Traveling with the Underground People by Vivian Faith Prescott
Traveling with the Underground people by Vivian Faith Prescott
Traveling with the Underground People is a hybrid collection of poetry, graphic poems, and prose, chronicling a North American Sámi diaspora. The Sámi are one people in four countries, and are the indigenous peoples of Norway, Sweden, Finland, and Russia’s Kola Peninsula. At least 30,000 Sámi now live in North America. Vivian Faith Prescott’s poems explore indigenous identity, transgenerational trauma, and the complexities of living far from one’s cultural origins. The narrator is often mournful of this loss: “…how many grandmothers and aunties and cousins you can search for, back-and-forth in time, before the shoe-bands of your world weaken.”
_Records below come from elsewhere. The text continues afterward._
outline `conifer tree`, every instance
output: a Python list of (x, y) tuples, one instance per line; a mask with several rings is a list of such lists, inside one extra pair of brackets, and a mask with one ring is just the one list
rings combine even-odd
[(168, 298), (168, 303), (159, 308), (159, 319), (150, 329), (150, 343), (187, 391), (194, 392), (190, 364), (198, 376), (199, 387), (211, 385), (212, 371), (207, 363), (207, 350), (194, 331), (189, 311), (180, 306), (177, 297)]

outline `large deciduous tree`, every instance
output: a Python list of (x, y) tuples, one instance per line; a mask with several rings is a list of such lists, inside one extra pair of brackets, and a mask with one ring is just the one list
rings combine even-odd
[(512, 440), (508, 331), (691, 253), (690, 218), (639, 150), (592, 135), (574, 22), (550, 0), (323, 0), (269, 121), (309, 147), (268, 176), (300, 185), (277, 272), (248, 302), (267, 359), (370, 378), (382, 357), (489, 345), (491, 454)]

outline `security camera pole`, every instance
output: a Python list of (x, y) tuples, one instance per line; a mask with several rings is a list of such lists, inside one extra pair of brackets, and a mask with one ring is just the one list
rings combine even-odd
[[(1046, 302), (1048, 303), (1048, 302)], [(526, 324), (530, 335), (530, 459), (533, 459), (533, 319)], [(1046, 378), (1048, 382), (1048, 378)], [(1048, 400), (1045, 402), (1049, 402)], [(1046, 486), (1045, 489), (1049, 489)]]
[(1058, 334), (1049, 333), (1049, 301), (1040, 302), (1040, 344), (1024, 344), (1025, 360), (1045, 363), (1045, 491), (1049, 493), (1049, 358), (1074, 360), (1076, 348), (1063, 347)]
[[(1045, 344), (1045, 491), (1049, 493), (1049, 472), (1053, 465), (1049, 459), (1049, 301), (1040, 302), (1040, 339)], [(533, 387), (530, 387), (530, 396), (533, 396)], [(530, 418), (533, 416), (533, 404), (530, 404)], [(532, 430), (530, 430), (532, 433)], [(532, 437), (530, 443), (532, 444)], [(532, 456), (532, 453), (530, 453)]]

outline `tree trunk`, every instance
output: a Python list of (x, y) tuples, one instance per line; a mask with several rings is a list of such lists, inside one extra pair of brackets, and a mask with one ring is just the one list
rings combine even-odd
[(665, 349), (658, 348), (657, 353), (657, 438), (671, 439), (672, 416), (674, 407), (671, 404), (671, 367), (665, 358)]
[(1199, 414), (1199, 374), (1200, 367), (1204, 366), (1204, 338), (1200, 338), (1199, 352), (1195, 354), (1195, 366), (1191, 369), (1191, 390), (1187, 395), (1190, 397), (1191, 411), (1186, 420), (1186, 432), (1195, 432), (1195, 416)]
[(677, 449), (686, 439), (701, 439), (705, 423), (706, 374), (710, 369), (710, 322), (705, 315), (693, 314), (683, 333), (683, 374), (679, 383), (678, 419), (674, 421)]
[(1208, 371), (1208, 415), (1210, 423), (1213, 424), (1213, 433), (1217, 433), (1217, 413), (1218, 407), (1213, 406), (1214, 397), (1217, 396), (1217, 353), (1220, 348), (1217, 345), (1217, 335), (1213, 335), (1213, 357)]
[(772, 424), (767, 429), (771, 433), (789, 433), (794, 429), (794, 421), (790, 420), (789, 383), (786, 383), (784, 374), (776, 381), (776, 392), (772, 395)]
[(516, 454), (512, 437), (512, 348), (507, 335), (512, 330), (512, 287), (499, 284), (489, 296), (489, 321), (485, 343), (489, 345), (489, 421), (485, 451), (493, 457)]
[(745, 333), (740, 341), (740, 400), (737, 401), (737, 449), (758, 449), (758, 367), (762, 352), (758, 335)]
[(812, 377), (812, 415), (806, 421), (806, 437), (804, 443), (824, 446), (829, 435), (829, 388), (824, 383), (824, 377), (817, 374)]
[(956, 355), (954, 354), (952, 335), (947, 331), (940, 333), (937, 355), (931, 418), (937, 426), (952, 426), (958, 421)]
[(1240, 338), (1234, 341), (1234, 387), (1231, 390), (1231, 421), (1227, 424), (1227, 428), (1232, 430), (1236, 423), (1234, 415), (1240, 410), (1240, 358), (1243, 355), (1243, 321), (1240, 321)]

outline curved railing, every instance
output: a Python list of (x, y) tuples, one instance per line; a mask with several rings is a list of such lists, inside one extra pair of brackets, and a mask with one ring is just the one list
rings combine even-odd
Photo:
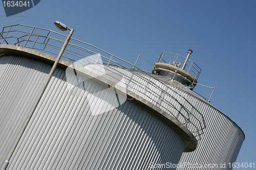
[[(67, 37), (51, 30), (19, 24), (3, 28), (0, 33), (0, 43), (57, 56)], [(201, 113), (182, 95), (150, 74), (94, 45), (72, 38), (61, 58), (83, 67), (91, 66), (91, 70), (95, 72), (102, 71), (103, 68), (104, 72), (107, 70), (111, 74), (106, 76), (114, 82), (122, 81), (121, 84), (124, 87), (152, 102), (152, 107), (155, 105), (172, 115), (186, 126), (197, 140), (201, 139), (205, 128)], [(137, 70), (130, 68), (132, 67)], [(123, 79), (117, 79), (113, 73)]]

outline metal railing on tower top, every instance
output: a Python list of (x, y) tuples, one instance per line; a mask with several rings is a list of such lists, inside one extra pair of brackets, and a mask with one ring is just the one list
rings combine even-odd
[[(57, 56), (67, 36), (55, 31), (19, 24), (3, 28), (0, 33), (0, 43), (23, 46)], [(163, 57), (165, 53), (167, 53), (162, 54)], [(91, 56), (97, 58), (89, 57)], [(102, 60), (100, 62), (99, 57)], [(122, 80), (124, 80), (122, 83), (125, 87), (139, 95), (141, 92), (137, 87), (143, 89), (143, 93), (140, 95), (152, 102), (152, 107), (155, 105), (170, 114), (187, 127), (197, 140), (201, 139), (205, 128), (202, 114), (186, 98), (150, 74), (94, 45), (72, 38), (61, 59), (83, 67), (91, 66), (92, 71), (100, 71), (101, 69), (97, 68), (103, 67), (111, 73), (106, 76), (113, 80), (116, 78), (112, 73), (117, 72), (123, 78)], [(159, 58), (158, 62), (162, 60), (164, 60), (163, 57)], [(97, 66), (93, 66), (95, 64)], [(190, 70), (196, 64), (193, 63)], [(136, 70), (131, 69), (132, 67), (136, 67)], [(121, 71), (120, 68), (129, 72), (129, 75)], [(200, 71), (196, 73), (197, 77)], [(139, 79), (143, 81), (138, 81)]]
Vivian Faith Prescott takes us on a beautiful bridge back and forth between moments of brokenness and moments of power. In her poems we walk toward the terrible place of racism, generational trauma, and identity fractured by colonialism: scull measurements, graves broken into, grandsons on meth. But just when we feel too much despair, she takes us back across to poems of grandmothers and drums, and reindeer eating mushrooms. Reading these brave poems is walking on an intense emotional journey with Prescott, and even after we’ve left her side, the poems linger. “And all I can do is borrow a lamp/for the long journey back home.”
—Emily Wall, Associate Professor of English, University of Alaska
Southeast, author of Liveaboard (Salmon Poetry, 2012)
Vivian Faith Prescott has assembled an insightful, multi layered and sometimes emotional chapbook that chronicles a Sami North American journey. I am struck by the depth of knowledge she writes from, as well as the diversity of presentation. A great read....recommended.
—Nathan Muus, B.A., musician/yoiker, artist, activist, and co-editor
Baiki: The North American/International Sami Journal, and researcher/ editor for The Sami Reindeer People of Alaska.
About the Author
Vivian Faith Prescott is a fifth generation Alaskan, born and raised in a multi-cultural family on the small island of Wrangell in Southeastern Alaska. She lives in Wrangell near the Red Alder Head Village site at her family's fishcamp, Mickey's Fishcamp. She holds an MFA from the University of Alaska and a Ph.D. in Cross Cultural Studies. Her poetry has appeared in The North American Review, Yellow Medicine Review, Prairie Schooner and Ghost Fishing: An Eco-Justice Anthology (University of Georgia Press). Vivian married into a Tlingit family and has four grown children and she was adopted into their clan, the T'akdeintaan, Snail House, and given the Tlingit name Yéilk' Tlaa, Mother-of-Cute-Little-Raven. Vivian is the founding member of Blue Canoe Writers in Sitka and Flying Island Writers and Artists in Wrangell with an emphasis on mentoring Indigenous writers. She's a two-time Pushcart Prize nominee and received the Jason Wenger Award for Literary Excellence, in addition to a Rasmuson Fellowship (2015). She's a two-time semi-finalist for the Joy Harjo Poetry Award and a semi-finalist for the Colorado Prize for Poetry. She is the author of two poetry chapbooks, Slick (White Knuckle Press) and Sludge (Flutter Press), plus a full length collection, The Hide of My Tongue, and one short story collection, The Dead Go to Seattle (Boreal Books/Red Hen Press, 2017).